Research by Senior Rights Victoria suggests that up to 14 per cent of older people may experience physical, emotional, financial, social or sexual abuse, and that social isolation can increase the risk.

If you are worried about someone, you may find Seniors Rights Victoria’s ‘Concerned about an older person?’ helpful.

As an older person, you have the right to live safely and to be free from harm and abuse. 

If you are being harmed, or are under pressure to make a decision against your wishes by people close to you, there are practical steps you can take to safeguard your rights and assets. 

There are also resources and services available to assist you if you are subject to financial, physical or psychological abuse.

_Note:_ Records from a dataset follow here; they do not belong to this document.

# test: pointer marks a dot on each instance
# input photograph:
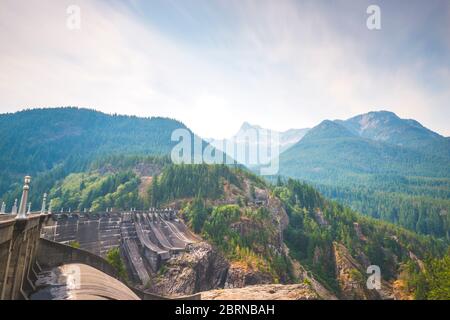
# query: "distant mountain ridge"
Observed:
(388, 127)
(254, 137)
(37, 140)
(380, 165)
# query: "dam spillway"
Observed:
(145, 239)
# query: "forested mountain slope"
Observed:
(69, 139)
(380, 165)
(284, 233)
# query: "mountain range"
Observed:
(377, 163)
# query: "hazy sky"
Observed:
(215, 64)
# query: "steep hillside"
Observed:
(380, 165)
(252, 233)
(388, 127)
(35, 141)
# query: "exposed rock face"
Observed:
(264, 292)
(351, 276)
(201, 268)
(240, 276)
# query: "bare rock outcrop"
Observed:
(264, 292)
(350, 276)
(240, 275)
(198, 269)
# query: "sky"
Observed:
(215, 64)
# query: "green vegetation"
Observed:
(74, 244)
(60, 141)
(433, 282)
(393, 170)
(188, 181)
(114, 258)
(315, 223)
(96, 192)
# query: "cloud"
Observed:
(214, 65)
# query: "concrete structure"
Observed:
(26, 261)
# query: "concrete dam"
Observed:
(146, 239)
(38, 258)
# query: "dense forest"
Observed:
(380, 165)
(38, 140)
(315, 223)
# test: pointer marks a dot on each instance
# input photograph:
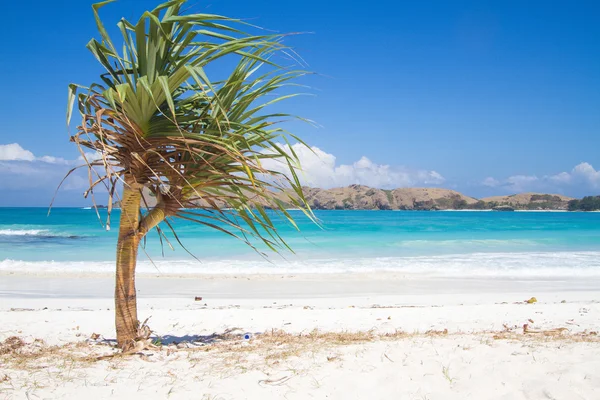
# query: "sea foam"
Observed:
(24, 232)
(539, 265)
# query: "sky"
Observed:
(484, 97)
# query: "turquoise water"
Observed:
(519, 243)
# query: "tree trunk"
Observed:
(127, 247)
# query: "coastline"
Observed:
(336, 336)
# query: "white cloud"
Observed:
(491, 182)
(20, 169)
(582, 177)
(319, 169)
(13, 151)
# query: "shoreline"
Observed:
(300, 286)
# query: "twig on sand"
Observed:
(275, 382)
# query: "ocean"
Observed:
(434, 243)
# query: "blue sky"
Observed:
(485, 97)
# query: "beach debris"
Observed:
(531, 300)
(275, 382)
(546, 332)
(11, 344)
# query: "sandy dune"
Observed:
(437, 341)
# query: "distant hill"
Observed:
(360, 197)
(531, 201)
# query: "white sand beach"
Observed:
(352, 336)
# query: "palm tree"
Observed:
(160, 126)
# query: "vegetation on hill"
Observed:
(588, 203)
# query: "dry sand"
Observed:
(378, 336)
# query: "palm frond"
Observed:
(157, 119)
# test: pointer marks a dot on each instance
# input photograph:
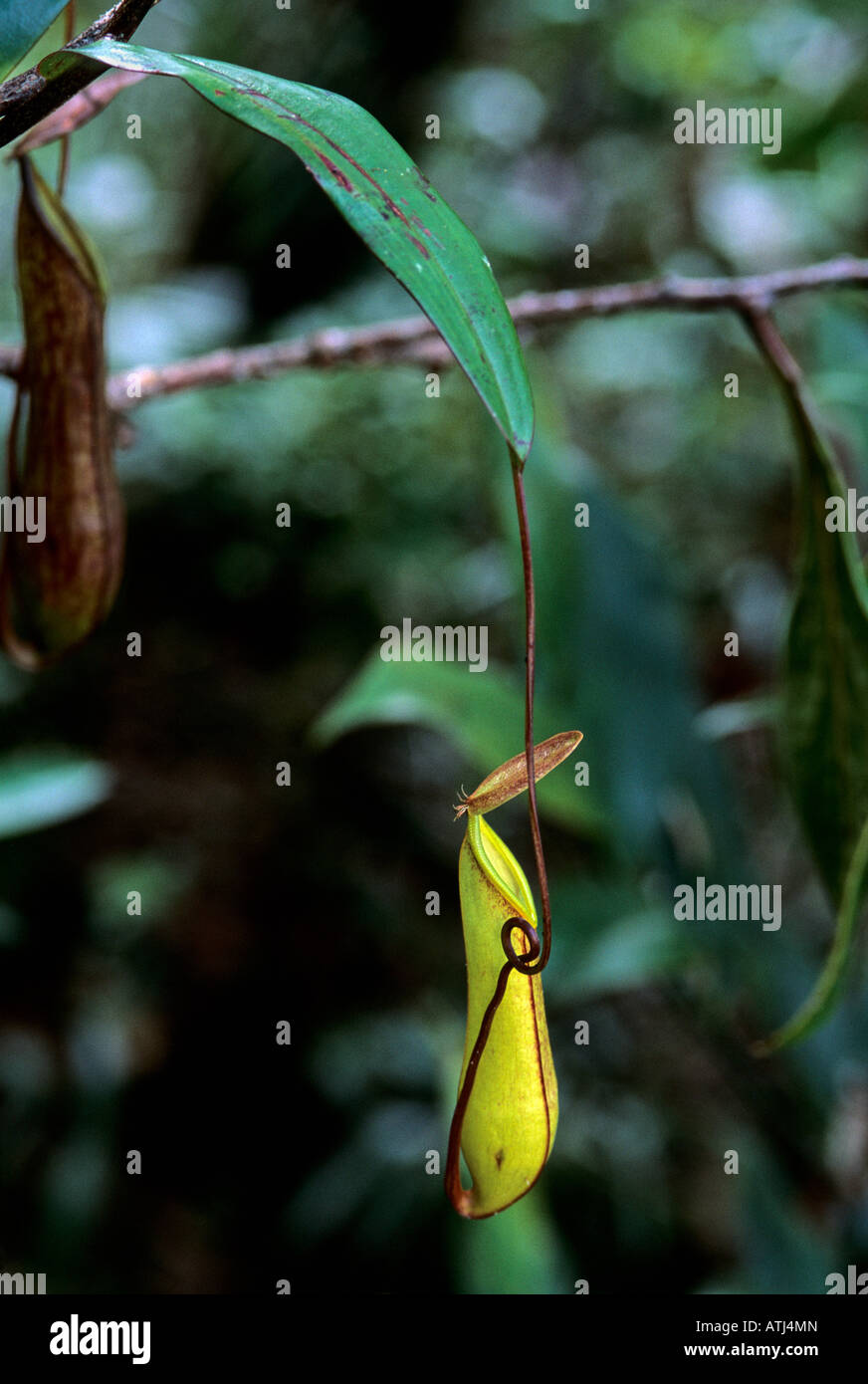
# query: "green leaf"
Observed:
(41, 789)
(386, 199)
(824, 996)
(479, 712)
(825, 694)
(21, 24)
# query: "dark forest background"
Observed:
(307, 904)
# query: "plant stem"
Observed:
(64, 165)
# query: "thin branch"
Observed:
(77, 111)
(31, 97)
(413, 340)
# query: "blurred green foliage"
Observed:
(308, 904)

Seniors Rights Victoria provides information, support, advice and education to help prevent elder abuse and safeguard the rights, dignity and independence of older people.

What is elder abuse?

Elder abuse is anything that causes harm to an older person and is carried out by someone they know and trust. It is often hidden.

Abuse can happen in any family or relationship. Older people are most vulnerable when they isolated, dependent and have health issues.

If you are concerned about an older person you may find Seniors Rights Victoria's Concerned about an older person? helpful.

PARTICIPATE 2020-2025

For more information about Council’s work in raising awareness of and preventing elder abuse, please refer to PARTICIPATE 2020 – 2025(PDF, 7MB), Council’s Positive Ageing Plan or contact Stephanie Harper on (03) 5422 0258 or sharper@mrsc.vic.gov.au

World Elder Abuse Awareness Day

World Elder Abuse Awareness Day (WEAAD) is held on 15 June each year.

WEAAD is a call to action for individuals, organisations, and communities to raise awareness about elder abuse, neglect, and exploitation.

WEAAD also supports the United Nations International Plan of Action, acknowledging elder abuse as a significant public health and human rights issue.